Les joueurs achètent de moins en moins leurs jeux au prix fort, selon une nouvelle étude

Publié le 7 mai 2026 à 14:03

Le marché du jeu vidéo continue d’évoluer rapidement, et une nouvelle enquête met en lumière un changement majeur dans les habitudes de consommation des joueurs les plus investis. Selon le rapport Generations in Play, réalisé par IGN Entertainment en partenariat avec Kantar et University of California, Berkeley, une grande majorité de joueurs engagés ne souhaitent plus acheter leurs jeux au prix fort.

 

L’étude révèle en effet que 62 % des joueurs les plus assidus attendent désormais des promotions, des réductions ou d’autres alternatives avant de passer à l’achat. Le rapport s’appuie sur un vaste sondage mené auprès de milliers de consommateurs aux États-Unis, au Royaume-Uni et en Australie, tous décrits comme des joueurs « très engagés ».

Les résultats montrent également une fracture générationnelle importante dans la manière de consommer les jeux vidéo. Chez les Millennials, c’est-à-dire les personnes âgées de 30 à 44 ans, 38 % déclarent encore acheter leurs jeux au tarif maximal dès leur sortie. La génération Z, âgée de 14 à 29 ans, affiche un chiffre légèrement supérieur avec 42 %. En revanche, seuls 20 % des membres de la génération X, âgés de 46 à 61 ans, affirment continuer à payer le prix fort.

Pour Karl Stewart, vice-président senior du marketing mondial chez IGN Entertainment, cette étude cible avant tout les passionnés les plus investis dans leur loisir. « Nous parlons de personnes qui disent : “Je n'ai que 24 heures dans la semaine, et c'est ainsi que je choisis d'utiliser mon temps libre” », explique-t-il dans le podcast Brands in Play.

 

Au-delà du simple rapport au prix, l’enquête met aussi en avant des différences profondes dans les habitudes des différentes générations de joueurs. La génération X privilégie encore largement les recherches Google pour découvrir de nouveaux jeux, tandis que les Millennials préfèrent YouTube. De son côté, la génération Z se tourne principalement vers les réseaux sociaux pour trouver ses recommandations et suivre l’actualité vidéoludique.
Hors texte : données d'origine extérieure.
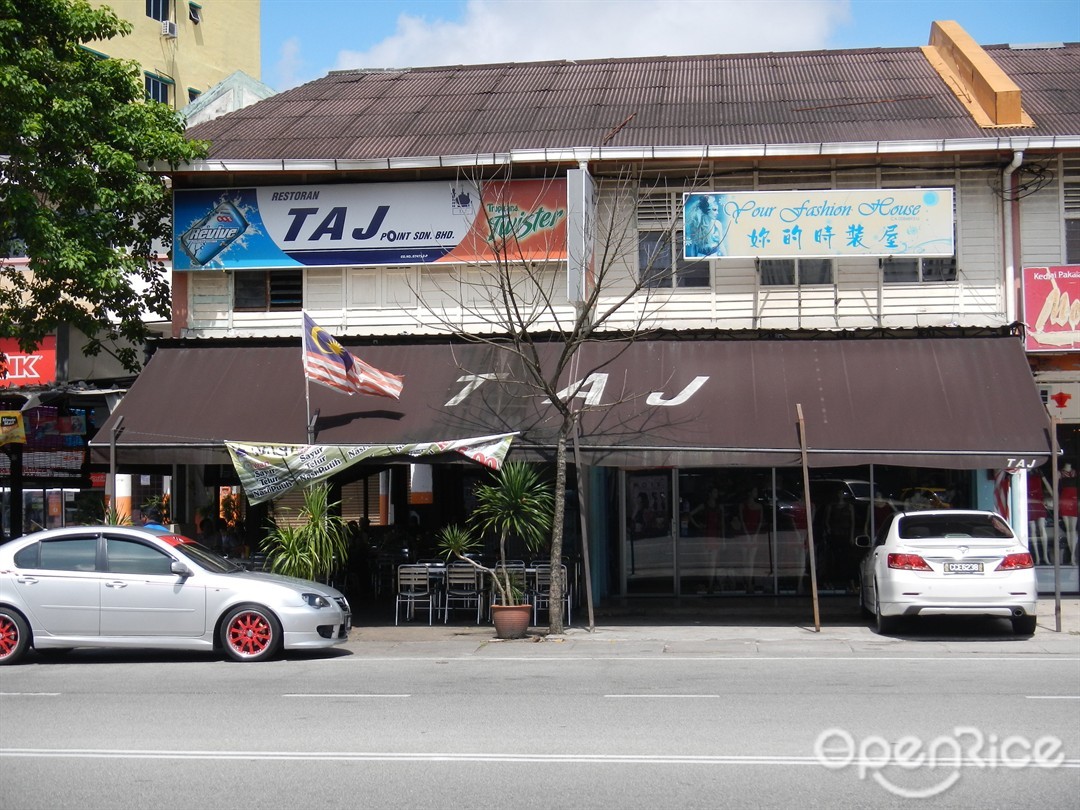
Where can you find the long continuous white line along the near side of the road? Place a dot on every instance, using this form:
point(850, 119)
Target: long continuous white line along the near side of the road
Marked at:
point(451, 758)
Les préférences de jeu diffèrent également. Les joueurs de la génération X favorisent majoritairement les expériences solo, alors que la génération Z montre une forte attirance pour les jeux multijoueurs et communautaires. Les Millennials, eux, se situent dans un entre-deux plus équilibré.

Le rapport souligne aussi que la génération X et les Millennials ont davantage tendance à revenir sur un jeu pour le terminer à 100 % ou en maîtriser toutes les mécaniques. À l’inverse, la génération Z semble davantage motivée par les nouvelles options de personnalisation, les mises à jour régulières et les interactions communautaires.

 

Même la façon de consommer les guides de jeu varie selon les générations. Les joueurs plus âgés préfèrent les vidéos explicatives classiques, les Millennials utilisent davantage les cartes interactives et les outils d’aide à l’exploration, tandis que la génération Z se concentre surtout sur les guides de builds et d’optimisation.

L’étude évoque également le rapport très différent à l’intelligence artificielle. La génération X se montre particulièrement méfiante envers l’IA et fait davantage confiance aux marques établies. Le rapport indique qu’elle est « 38 % moins susceptible d'utiliser l'IA pour la recherche et 44 % moins susceptible de croire que les résumés de l'IA sont aussi bons que ceux des humains ».

Karl Stewart estime que cette différence s’explique par l’évolution historique du jeu vidéo et des habitudes de consommation. « Alors que la génération Z, qui vit dans un monde de plateformes, ne s’arrête pas là : les jeux ne disparaissent pas, mais le social et la communauté deviennent une part essentielle de son identité. Elle souhaite donc faire partie d’une communauté où elle peut affirmer : Je suis le mieux informé. Je connais le mieux ce jeu. » 

 

Cette étude illustre ainsi un changement de paradigme important dans l’industrie. Les joueurs modernes ne recherchent plus seulement un produit à acheter, mais une expérience durable, sociale et évolutive. Dans ce contexte, les éditeurs devront probablement continuer à adapter leurs stratégies tarifaires et communautaires pour répondre à des attentes qui changent rapidement.